A girl becoming a Lady Critic:

It has been an ongoing fight for men and women to be looked at as equal. Women fought for voting rights, jobs, equal pay, and more. Female equality has existed always; however, societies norm have tendencies to put things aside and it slowly became overlooked. In most societies, the man goes out and provide for the family while the woman maintains the household. In Metamorphosis, Kafka not only demonstrates specified gender roles in society, he also uses Grete to illustrate how the gender boundary limits growth. A feminist critic could view Grete’s roles before and after as Kafka’s way of promoting balance in gender roles. Gregor’s sister Grete gave illustration to the way society view gender roles and how unbalance things can become. Gregor portrays Grete, in the beginning, as a female that is not superior by using subsidiary terms that suggested her status being less than a man. Kafka uses words such as modest, child, and playing to describe his seventeen year old sister.

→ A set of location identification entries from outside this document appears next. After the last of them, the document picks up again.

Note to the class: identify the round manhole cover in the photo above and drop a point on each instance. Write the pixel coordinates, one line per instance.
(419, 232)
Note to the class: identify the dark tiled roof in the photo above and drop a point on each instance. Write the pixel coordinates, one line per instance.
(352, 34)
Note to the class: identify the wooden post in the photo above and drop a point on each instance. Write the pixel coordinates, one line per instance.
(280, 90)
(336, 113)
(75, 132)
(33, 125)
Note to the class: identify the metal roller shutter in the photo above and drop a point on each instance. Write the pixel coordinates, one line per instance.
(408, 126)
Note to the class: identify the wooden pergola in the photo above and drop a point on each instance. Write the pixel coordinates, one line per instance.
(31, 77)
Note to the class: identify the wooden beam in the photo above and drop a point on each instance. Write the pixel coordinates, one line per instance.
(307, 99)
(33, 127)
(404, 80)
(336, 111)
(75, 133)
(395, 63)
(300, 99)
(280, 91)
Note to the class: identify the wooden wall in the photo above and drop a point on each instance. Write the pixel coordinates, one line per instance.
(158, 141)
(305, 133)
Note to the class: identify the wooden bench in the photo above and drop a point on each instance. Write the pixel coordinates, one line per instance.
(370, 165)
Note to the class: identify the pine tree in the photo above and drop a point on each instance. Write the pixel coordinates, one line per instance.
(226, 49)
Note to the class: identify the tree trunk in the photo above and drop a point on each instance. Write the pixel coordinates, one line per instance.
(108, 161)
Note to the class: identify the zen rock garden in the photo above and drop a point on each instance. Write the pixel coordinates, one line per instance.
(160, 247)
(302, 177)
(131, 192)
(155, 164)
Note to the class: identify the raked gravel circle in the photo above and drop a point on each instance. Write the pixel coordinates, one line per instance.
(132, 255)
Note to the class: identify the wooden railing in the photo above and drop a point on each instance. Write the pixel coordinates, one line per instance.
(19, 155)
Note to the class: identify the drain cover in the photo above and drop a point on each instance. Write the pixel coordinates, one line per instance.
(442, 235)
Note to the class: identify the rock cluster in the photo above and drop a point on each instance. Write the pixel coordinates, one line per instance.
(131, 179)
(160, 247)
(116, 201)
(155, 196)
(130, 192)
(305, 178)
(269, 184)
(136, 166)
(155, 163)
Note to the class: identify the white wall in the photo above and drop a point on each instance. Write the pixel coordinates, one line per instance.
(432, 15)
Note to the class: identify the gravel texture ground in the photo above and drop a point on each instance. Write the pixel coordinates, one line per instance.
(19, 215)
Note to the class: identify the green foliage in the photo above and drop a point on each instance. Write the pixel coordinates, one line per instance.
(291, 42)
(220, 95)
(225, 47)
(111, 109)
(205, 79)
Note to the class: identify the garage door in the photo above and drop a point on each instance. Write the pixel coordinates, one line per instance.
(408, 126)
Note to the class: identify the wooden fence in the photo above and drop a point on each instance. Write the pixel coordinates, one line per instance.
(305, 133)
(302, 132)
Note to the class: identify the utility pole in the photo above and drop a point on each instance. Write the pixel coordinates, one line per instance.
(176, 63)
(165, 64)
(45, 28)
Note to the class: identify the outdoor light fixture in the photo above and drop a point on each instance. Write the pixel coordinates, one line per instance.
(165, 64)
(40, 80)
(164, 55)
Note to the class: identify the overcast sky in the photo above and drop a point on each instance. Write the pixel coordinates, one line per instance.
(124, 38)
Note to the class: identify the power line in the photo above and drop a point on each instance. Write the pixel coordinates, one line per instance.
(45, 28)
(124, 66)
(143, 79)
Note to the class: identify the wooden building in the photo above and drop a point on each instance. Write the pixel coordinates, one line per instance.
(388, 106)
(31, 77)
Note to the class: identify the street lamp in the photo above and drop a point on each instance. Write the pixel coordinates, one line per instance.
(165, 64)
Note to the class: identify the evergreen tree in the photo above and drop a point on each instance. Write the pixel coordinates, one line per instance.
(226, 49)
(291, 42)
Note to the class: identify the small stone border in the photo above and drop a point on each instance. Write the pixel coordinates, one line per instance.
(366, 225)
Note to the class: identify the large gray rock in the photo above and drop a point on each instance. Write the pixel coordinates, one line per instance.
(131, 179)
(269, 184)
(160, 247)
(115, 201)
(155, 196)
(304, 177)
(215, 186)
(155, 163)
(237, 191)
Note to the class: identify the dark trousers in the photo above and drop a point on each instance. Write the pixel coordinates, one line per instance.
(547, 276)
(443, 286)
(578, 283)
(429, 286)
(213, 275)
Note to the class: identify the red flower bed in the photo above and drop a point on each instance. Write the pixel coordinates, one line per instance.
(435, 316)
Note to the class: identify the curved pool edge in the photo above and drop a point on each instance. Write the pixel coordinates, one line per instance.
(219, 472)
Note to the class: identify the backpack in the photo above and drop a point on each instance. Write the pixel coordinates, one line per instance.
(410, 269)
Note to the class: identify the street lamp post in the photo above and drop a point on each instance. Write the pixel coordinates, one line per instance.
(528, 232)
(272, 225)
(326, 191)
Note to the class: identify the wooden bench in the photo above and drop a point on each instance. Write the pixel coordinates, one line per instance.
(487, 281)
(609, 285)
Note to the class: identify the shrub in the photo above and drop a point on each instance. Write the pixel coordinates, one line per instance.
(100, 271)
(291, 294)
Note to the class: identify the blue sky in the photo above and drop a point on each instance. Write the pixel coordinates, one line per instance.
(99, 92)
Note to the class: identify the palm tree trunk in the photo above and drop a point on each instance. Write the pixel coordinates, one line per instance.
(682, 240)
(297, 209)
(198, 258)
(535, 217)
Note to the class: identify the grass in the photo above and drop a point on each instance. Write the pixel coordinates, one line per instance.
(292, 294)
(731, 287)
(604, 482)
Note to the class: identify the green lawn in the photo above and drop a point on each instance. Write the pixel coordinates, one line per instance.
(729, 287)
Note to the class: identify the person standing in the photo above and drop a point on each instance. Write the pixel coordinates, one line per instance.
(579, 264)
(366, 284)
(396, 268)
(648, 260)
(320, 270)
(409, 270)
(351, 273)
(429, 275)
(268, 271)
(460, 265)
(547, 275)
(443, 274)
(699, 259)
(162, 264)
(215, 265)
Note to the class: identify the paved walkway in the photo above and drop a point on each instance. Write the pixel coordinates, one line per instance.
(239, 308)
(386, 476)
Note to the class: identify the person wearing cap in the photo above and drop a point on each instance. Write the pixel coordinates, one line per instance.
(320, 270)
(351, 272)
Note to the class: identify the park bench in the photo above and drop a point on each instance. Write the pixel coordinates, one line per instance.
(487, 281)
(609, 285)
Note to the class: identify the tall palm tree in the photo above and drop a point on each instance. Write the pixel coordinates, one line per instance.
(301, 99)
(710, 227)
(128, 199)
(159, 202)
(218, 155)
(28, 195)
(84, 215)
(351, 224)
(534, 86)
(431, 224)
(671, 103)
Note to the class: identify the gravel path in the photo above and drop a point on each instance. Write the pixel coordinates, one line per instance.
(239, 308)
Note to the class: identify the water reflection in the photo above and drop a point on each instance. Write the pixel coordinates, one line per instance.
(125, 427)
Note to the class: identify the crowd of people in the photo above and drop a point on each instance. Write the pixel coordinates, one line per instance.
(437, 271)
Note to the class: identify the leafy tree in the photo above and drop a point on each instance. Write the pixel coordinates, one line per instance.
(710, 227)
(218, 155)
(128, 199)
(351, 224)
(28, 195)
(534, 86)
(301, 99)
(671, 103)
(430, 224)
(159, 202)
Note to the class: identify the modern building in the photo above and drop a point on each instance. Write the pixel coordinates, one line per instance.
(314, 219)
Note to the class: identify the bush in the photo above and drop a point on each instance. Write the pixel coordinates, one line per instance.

Kafka writes, “His sister, who at seventeen was still a child, and whose lifestyle up to that point consisted of dressing herself neatly, sleeping late and above all playing the violin.” Gregor’s transformation caused Grete to step up because of Gregor’s inability to work; this changed her gender role as a female. Although her role seemed to only be taking care of her brother, she gained value within the family. Kafka states, “He often heard them praise his sister’s current industry, whereas they had previously complained a great deal about her, as she had then seemed to them a rather idle girl.” This shows equalization in gender roles and how society boundaries can hold back people from success. The author expressed, through Gregor’s crisis, how the norm of gender roles hindered both male and female. Gregor worked himself to his death and Grete became complacent. Grete demonstrated overcoming gender obstacles and showed how beneficial steeping out of the norm can become. I love how Kafka is encouraging people to live outside of the norm for gender roles and set goals without limits.
Kafka, Franz. Metamorphosis. Trans. and Ed. Stanley Corngold. New York: Bantam, 1972. Print.

1 comment:

  1. Without the paragraphs it is hard to distinguish the intro, adding the bases of your theory and the conclusion.